Entre porcos e cobras, trabalhador é resgatado da escravidão no Pantanal
Nem todas as fazendas de gado contam com as condições e os alojamentos garantidos pelo pecuarista José Leôncio, interpretado por Marcos Palmeira, no remake da novela Pantanal, da TV Globo. Um trabalhador que dormia em um chiqueiro de porcos foi resgatado de condições análogas às de escravo no Pantanal sul-mato-grossense, às margens do rio Paraguai, perto de Corumbá. Nos mais de dois meses que ficou alojado no local, recebeu a visita de jararacas, sucuris e urubus. Só não viu salário.
O caso foi descoberto pela Polícia Civil, que, no curso de outra investigação, o encontrou com sua companheira no final de maio. O proprietário da área, Carlos Augusto de Borges Martins, foi preso em flagrante e, depois, solto sob fiança. A coluna tentou contato com o pecuarista, mas não conseguiu. Tão logo tenha um posicionamento, ele será aqui publicado.
Uma fiscalização da Inspeção do Trabalho e da Polícia Militar Ambiental foi à fazenda. O trabalhador já está em um lugar seguro, mas a negociação com a fiscalização para o pagamento dos direitos continua, uma vez que o empregador não reconhece o vínculo.
Devido ao forte vento e à chuva, a permanência no chiqueiro ficou insuportável com o tempo. Mas, segundo o trabalhador, o proprietário afirmou que eles não poderiam deixar o local por estarem devendo R$ 2 mil referentes à alimentação.
Ele declarou que durante os mais de dois meses que permaneceu no serviço, não recebeu remuneração alguma e não teve sua carteira assinada. Pelo contrário, os produtos alimentícios (arroz, feijão e macarrão, sem direito a carne) entregues serviam para aumentar a dívida com o empregador.
Dada a ausência de banheiro, as necessidades fisiológicas eram feitas no mato e o banho, em um local improvisado, usando um balde com a água do rio. A jornada era diariamente das 6h30 às 17h.
Como a fazenda só pode ser alcançada de barco a partir do porto de Corumbá (MS), o trabalhador dependia do patrão para receber comida. Segundo a fiscalização, isso nem sempre acontecia, o que o levou a depender de doações de vizinhos para sobreviver.

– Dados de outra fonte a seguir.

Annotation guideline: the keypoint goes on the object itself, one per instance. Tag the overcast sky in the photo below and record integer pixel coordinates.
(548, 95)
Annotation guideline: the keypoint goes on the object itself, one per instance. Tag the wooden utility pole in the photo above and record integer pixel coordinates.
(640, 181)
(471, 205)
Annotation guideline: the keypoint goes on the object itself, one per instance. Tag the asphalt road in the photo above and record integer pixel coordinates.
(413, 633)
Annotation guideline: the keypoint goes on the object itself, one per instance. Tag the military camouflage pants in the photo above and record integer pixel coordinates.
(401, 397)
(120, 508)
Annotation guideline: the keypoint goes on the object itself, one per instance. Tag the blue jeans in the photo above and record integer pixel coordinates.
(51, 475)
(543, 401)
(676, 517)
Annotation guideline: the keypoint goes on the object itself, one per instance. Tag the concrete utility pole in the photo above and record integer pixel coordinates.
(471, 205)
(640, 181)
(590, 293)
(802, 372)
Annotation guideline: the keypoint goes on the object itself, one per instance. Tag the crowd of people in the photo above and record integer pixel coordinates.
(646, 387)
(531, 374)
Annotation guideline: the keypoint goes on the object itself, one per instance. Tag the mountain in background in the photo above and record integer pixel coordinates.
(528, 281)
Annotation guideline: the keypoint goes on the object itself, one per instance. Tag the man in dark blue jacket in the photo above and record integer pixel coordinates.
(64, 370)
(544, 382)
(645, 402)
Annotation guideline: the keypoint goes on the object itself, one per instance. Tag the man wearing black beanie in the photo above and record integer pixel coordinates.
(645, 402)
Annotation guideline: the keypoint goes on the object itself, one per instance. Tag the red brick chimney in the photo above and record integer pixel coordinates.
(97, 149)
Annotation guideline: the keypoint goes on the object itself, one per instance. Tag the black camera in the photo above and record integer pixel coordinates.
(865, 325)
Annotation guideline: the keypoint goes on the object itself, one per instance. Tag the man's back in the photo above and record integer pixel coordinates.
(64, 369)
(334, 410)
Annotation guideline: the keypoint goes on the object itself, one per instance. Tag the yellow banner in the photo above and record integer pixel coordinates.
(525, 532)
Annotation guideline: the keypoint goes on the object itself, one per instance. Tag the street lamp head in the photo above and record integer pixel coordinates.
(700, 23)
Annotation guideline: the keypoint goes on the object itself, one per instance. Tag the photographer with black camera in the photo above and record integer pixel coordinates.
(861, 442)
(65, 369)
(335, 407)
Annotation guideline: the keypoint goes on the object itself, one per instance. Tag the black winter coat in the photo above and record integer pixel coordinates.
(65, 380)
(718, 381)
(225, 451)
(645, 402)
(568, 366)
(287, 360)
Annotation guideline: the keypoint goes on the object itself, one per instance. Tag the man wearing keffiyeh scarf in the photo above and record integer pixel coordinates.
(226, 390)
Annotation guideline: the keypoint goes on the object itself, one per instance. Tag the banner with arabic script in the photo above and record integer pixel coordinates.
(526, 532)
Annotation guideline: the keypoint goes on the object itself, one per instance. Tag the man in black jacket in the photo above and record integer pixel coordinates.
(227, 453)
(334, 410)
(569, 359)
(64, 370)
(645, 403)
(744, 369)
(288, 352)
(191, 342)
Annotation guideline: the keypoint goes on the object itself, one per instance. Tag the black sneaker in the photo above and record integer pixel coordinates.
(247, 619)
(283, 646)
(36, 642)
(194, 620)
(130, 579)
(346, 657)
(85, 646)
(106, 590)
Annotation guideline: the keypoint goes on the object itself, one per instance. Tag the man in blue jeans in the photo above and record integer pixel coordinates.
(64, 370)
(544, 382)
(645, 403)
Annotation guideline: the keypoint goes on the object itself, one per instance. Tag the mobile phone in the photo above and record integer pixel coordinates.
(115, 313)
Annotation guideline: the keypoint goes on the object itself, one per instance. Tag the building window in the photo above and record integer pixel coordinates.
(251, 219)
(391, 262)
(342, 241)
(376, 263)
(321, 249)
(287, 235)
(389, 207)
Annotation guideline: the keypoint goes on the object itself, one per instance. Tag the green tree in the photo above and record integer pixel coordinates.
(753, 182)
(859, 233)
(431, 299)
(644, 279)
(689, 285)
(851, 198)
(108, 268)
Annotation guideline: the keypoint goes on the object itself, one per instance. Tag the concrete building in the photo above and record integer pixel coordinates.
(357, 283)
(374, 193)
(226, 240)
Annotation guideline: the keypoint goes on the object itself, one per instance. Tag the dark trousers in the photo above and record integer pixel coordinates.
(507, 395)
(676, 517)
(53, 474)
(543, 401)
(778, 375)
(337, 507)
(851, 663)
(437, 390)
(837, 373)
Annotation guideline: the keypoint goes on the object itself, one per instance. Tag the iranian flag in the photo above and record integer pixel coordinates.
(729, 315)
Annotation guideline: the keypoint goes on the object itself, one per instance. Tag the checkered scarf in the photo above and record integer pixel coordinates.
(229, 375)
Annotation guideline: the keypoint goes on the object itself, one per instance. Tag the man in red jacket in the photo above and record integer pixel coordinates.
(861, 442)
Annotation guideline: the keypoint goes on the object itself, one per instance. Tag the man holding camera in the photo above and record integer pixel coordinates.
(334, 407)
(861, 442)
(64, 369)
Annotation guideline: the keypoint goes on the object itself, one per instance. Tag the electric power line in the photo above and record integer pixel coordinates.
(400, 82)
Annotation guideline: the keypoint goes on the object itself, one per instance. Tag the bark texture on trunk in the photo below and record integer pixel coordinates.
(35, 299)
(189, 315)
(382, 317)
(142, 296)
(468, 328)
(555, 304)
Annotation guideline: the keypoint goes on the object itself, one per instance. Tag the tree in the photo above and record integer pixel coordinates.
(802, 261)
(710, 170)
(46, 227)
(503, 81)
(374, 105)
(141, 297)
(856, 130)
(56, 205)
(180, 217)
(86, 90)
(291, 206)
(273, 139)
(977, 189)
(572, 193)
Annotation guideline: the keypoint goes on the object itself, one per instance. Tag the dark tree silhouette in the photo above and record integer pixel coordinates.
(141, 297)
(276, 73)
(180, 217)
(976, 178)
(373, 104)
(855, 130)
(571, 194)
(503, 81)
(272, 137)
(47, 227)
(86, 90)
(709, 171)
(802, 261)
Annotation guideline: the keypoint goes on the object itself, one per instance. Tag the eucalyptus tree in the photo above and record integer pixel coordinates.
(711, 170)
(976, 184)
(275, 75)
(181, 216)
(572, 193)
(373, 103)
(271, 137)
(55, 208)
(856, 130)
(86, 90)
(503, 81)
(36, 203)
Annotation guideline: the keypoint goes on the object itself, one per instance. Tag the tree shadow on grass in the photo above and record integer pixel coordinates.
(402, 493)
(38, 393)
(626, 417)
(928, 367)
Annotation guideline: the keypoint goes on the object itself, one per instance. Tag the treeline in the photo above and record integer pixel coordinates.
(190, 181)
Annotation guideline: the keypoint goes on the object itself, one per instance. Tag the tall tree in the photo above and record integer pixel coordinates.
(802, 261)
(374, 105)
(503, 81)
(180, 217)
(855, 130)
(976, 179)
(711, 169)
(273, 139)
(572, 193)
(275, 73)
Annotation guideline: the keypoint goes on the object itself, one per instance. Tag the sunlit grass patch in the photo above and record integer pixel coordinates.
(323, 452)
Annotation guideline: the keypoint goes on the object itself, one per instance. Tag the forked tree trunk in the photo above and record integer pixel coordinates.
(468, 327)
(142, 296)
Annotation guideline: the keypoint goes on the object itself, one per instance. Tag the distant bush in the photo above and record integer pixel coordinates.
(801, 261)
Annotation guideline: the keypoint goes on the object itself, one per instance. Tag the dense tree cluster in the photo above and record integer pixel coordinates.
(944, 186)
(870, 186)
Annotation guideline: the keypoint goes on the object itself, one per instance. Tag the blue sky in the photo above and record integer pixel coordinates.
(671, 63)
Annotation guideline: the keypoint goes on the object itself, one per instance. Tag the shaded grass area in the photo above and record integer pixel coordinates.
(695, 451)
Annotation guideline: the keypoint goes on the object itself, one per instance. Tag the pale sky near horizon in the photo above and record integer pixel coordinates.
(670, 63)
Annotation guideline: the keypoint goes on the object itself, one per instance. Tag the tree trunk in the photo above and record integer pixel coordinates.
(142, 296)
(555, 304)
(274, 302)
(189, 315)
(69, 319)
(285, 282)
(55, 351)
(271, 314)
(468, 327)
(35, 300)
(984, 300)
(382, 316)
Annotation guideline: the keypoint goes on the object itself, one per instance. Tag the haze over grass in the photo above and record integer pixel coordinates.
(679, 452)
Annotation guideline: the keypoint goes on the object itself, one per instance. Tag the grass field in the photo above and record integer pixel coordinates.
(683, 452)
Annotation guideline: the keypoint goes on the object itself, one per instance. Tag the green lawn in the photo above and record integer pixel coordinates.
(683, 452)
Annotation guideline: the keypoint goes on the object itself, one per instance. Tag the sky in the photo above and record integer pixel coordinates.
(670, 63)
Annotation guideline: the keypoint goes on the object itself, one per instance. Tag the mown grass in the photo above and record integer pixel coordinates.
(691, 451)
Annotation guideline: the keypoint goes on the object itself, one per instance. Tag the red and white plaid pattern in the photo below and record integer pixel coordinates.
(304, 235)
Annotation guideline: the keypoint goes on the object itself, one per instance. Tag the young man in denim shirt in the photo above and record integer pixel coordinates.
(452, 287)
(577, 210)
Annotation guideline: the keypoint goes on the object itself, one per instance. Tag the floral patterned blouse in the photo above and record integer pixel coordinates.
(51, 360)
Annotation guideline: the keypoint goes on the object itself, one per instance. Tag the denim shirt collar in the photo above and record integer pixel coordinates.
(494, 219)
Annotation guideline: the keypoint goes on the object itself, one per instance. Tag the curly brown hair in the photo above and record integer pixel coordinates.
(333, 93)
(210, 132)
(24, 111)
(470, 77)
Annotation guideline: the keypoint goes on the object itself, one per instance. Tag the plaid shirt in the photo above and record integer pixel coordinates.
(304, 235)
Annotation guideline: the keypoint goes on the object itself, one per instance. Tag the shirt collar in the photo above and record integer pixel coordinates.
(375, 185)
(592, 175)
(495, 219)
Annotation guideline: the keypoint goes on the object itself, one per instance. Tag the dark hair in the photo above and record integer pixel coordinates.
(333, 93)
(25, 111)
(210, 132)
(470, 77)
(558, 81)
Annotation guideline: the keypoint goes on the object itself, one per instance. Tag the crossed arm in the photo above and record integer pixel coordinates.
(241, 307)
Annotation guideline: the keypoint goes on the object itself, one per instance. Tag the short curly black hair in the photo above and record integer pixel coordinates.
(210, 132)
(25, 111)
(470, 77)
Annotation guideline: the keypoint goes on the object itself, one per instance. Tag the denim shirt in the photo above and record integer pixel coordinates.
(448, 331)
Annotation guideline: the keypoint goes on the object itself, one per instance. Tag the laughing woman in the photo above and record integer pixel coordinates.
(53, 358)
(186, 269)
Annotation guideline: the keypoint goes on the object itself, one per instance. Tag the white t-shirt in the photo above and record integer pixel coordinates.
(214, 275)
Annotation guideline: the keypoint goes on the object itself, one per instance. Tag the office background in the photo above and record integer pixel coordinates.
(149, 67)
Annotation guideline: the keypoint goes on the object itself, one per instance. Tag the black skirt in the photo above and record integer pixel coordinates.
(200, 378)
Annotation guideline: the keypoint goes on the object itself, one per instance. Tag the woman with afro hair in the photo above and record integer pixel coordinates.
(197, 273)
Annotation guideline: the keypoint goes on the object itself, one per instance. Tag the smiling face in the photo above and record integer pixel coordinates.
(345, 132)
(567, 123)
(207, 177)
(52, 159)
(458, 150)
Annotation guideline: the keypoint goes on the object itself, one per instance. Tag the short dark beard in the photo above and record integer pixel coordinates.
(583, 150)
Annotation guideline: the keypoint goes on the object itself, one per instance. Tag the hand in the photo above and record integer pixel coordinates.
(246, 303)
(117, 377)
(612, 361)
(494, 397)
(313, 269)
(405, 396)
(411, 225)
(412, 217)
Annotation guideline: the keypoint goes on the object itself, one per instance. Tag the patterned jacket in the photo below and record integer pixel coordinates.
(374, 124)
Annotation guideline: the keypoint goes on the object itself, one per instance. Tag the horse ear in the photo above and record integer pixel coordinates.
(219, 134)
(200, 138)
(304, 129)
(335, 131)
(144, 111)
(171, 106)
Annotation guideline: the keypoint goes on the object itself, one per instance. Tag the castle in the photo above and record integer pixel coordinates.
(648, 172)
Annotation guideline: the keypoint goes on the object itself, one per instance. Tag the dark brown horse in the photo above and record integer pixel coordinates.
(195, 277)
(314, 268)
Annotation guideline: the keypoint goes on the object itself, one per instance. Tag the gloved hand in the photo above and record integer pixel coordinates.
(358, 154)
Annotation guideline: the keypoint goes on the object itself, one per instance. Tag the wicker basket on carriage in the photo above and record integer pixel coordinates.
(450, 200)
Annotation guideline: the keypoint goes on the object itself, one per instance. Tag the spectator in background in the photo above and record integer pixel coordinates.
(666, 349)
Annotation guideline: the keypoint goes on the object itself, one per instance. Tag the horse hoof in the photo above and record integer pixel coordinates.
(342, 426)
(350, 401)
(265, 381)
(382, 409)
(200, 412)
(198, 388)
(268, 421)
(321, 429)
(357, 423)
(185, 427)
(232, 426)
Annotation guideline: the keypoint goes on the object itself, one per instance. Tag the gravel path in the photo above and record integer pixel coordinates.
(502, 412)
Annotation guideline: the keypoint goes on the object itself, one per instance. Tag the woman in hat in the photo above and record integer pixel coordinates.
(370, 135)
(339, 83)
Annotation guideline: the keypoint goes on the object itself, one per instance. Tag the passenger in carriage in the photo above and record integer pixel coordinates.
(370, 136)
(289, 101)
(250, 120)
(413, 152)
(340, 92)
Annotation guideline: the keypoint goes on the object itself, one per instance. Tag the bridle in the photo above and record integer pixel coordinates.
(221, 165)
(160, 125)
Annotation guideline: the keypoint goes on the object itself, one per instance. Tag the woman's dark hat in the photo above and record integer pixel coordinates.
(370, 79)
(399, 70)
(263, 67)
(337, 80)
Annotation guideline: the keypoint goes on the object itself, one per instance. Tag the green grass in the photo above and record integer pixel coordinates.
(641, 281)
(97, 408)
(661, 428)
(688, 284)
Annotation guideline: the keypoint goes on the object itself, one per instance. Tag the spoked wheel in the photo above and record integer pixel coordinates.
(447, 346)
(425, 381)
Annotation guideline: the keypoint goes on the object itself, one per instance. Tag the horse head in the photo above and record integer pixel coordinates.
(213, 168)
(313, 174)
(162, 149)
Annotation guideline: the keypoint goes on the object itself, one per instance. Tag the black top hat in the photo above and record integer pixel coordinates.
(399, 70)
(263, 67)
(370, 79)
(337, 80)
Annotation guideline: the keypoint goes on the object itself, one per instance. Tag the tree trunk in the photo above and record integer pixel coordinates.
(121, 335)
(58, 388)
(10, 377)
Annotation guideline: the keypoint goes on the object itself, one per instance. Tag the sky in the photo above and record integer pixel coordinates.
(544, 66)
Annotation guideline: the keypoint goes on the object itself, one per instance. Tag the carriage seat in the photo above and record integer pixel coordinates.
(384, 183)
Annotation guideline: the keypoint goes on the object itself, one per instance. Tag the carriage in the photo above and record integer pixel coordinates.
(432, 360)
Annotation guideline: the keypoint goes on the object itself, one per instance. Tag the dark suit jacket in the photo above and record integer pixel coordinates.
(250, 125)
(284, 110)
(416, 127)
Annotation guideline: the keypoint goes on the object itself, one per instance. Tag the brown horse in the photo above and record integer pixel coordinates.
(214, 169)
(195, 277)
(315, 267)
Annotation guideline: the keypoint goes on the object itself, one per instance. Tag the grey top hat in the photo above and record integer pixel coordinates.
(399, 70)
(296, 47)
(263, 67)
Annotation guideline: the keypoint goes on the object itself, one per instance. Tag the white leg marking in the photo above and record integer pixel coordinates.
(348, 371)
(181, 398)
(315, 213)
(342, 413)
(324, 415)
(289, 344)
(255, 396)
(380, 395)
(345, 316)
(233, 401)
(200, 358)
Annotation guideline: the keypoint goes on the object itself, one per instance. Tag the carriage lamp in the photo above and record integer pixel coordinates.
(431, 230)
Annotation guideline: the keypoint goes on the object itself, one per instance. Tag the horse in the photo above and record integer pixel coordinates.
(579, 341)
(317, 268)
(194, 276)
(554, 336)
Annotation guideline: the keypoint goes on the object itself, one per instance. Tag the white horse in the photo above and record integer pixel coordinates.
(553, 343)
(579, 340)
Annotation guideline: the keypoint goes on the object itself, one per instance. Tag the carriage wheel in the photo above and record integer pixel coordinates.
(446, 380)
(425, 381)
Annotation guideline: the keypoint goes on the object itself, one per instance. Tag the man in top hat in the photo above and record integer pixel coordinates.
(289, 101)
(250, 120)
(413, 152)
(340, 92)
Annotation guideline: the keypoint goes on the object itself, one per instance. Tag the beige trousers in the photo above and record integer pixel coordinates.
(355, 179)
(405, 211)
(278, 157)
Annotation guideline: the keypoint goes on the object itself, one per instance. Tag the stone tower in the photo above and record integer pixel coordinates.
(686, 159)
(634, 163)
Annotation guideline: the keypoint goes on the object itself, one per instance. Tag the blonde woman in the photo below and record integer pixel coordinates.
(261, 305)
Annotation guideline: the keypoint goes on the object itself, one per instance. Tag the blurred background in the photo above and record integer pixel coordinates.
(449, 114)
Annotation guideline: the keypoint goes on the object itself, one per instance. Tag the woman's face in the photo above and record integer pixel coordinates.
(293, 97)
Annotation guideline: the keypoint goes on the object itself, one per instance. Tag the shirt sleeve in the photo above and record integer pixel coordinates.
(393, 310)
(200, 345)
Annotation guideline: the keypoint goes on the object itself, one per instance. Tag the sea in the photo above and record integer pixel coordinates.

De acordo com o auditor fiscal do trabalho André Kempf, que participou da ação, surpreendeu a proximidade com a cidade (cerca de 10 minutos de lancha) diante da gravidade da situação. “Vemos situações graves ocorrendo mais distantes. De onde eles estavam, dava para ver a cidade.”
O trabalhador vai receber três parcelas de um salário mínimo por conta do seguro-desemprego especial para os resgatados de condições análogas às de escravo.
Trabalho escravo no Brasil hoje
Desde a década de 1940, o Código Penal Brasileiro prevê a punição a esse crime. A essas formas dá-se o nome de trabalho escravo contemporâneo, escravidão contemporânea, condições análogas às de escravo.
De acordo com o artigo 149 do Código Penal, quatro elementos podem definir escravidão contemporânea por aqui: trabalho forçado (que envolve cerceamento do direito de ir e vir), servidão por dívida (um cativeiro atrelado a dívidas, muitas vezes fraudulentas), condições degradantes (trabalho que nega a dignidade humana, colocando em risco a saúde e a vida) ou jornada exaustiva (levar o trabalhador ao completo esgotamento dado à intensidade da exploração, também colocando em risco sua saúde e vida).
O grupo especial móvel de fiscalização, que completou 27 anos neste mês de maio, é a base no combate a esse crime no país.
Os mais de 58 mil trabalhadores resgatados estavam em fazendas de gado, soja, algodão, café, frutas, erva-mate, batatas, cebola, sisal, na derrubada de mata nativa, na produção de carvão para a siderurgia, na extração de caulim e de minérios, na construção civil, em oficinas de costura, em bordéis, entre outras atividades, como o trabalho doméstico.